Jeffrey A. Slotnick‏, CPP, PSP, who is president of Setracon Inc., points out that it is not the unwieldiness of the data as much as it is the lack of savvy among security end user to properly organize and analyze this information that causes confusion. While he admits that traditional Big Data applications for business can be large and complex, and perhaps even more difficult to process using legacy database management methods, he believes security is different.

“It is my experience that security professionals do a great job of speaking ‘security’, which may have been great years ago when our primary focus was ‘guards, gates and guns’. Today, we live in a different world of converged and integrated data systems. Additionally, security professionals are challenged to speak the language of business which is spoken by all other aspects of the enterprise.

"As we keep the business case in mind when we address data and data analytics, we should be asking ourselves the following; how do we drive the value proposition for the security function in a business centric environment? In order to answer the previous question we should respond to the following; how do you measure your performance (value)? What are the core processes that drive performance, and what constraints do you have in getting to a common operating picture that ensures proper communication and a coordinated response?”

Slotnick realizes Big Data represents realistic solutions for the security industry, if and only if, users are able to leverage incoming and stored data.

“In my opinion, data presents many issues for us.
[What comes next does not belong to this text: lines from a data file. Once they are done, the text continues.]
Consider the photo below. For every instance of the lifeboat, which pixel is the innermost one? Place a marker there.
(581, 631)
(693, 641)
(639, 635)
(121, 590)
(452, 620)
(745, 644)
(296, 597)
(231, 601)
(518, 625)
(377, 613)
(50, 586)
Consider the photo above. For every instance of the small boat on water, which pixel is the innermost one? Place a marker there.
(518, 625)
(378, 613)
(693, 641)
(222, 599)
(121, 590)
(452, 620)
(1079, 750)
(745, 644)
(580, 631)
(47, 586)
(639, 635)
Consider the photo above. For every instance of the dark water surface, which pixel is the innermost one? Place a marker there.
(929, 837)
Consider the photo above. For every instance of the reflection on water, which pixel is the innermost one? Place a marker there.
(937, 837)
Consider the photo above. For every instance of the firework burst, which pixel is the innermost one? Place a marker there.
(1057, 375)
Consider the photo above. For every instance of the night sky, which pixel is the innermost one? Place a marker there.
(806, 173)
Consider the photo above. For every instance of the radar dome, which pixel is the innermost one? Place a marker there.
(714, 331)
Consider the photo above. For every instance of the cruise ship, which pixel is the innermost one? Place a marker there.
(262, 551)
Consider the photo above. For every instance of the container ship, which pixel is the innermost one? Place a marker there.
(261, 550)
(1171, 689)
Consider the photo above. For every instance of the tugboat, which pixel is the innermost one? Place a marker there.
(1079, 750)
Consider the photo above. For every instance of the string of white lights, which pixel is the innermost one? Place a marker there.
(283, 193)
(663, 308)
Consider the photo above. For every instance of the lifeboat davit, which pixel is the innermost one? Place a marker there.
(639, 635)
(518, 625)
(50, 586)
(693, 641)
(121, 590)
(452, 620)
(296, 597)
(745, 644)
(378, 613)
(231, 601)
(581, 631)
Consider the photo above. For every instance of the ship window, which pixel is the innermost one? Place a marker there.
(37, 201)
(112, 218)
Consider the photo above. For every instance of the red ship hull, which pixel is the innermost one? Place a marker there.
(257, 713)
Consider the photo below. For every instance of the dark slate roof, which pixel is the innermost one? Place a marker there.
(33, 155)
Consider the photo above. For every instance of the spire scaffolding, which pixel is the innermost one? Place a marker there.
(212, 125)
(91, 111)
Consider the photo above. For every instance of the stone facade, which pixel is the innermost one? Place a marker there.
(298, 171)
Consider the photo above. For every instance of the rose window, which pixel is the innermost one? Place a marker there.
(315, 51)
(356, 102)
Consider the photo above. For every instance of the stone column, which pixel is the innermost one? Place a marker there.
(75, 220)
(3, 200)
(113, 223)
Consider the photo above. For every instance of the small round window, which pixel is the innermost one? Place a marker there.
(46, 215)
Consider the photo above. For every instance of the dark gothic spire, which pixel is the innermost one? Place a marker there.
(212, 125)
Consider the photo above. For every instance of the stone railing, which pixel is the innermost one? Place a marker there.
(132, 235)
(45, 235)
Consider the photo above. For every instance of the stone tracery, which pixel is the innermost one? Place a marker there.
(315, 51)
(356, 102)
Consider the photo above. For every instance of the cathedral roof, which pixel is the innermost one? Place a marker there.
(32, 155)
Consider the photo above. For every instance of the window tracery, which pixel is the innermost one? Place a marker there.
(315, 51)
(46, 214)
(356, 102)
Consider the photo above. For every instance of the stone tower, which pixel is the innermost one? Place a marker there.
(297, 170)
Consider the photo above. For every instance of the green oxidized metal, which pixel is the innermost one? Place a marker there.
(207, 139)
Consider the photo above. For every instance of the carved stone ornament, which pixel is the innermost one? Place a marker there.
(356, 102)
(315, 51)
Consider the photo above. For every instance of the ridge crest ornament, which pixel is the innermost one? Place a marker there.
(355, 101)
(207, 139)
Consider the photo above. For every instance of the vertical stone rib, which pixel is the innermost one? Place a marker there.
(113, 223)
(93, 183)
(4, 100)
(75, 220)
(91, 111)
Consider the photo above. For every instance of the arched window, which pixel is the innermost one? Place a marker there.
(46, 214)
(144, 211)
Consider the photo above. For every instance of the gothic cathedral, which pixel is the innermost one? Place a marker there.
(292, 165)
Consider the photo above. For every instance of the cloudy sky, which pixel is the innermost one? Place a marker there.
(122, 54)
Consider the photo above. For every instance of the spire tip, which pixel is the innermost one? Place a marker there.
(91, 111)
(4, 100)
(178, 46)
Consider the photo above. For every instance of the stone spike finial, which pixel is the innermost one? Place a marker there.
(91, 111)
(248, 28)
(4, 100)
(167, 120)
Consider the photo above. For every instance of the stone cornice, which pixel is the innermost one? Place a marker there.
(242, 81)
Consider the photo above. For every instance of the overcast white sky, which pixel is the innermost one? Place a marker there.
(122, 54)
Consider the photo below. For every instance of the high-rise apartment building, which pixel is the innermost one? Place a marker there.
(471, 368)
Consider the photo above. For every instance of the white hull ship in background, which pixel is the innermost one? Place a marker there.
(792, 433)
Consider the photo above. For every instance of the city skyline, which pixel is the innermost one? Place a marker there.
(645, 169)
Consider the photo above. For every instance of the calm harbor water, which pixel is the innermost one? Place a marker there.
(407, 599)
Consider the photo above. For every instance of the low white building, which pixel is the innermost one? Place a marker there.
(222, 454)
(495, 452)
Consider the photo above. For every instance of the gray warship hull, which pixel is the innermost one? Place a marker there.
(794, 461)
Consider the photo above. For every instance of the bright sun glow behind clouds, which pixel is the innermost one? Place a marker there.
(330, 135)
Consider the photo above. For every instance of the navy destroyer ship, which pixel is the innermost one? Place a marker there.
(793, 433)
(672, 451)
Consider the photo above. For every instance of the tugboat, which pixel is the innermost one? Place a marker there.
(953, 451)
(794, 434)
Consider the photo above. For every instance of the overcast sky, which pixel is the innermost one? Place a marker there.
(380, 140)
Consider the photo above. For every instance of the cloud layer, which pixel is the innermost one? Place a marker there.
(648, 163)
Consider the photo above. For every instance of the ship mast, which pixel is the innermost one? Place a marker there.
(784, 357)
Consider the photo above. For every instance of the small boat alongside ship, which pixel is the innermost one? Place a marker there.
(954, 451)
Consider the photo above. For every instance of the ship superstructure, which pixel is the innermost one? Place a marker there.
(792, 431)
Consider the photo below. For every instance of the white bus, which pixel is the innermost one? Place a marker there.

But the challenge remains that all mission critical enterprise functions, public or private, should deliver the right information, at the right time, within the right context, to create value and mitigate risk,” Slotnick concludes. “The areas of risk management and security are no different. This leads to the real purpose of data, which is the collection, analysis, verification and resolution of data which leads to improved communications, process management, data visualization, collaboration, and monitoring. We have to be able to manage the data waterfall otherwise it is just useless disparate information.”

Ty Richmond takes the security element a step further. He feels that from a pure security operations standpoint, a security operations center (SOC) can become a potential fusion hub that feeds a constant stream of information and intelligence related to access control/video technology; global risk intelligence; emergency workflow for crisis management, business continuity, facility safety; and traveler monitoring/security.

“Those are only a few of the operational pillars of big data that can drive the need for actionable knowledge. Add cybersecurity and the maturity of the information/intelligence flow in that arena and it would appear to me that Big Data is far from being over-hyped,” Richmond says. “Big Data is upon us and will continue to grow and become more complicated. We as a profession needs to acquire the skill sets and tools to monitor, collect, analyze and drive security and risk mitigation programs, processes and initiatives. The leaders who learn and adapt to this will be more successful over time.”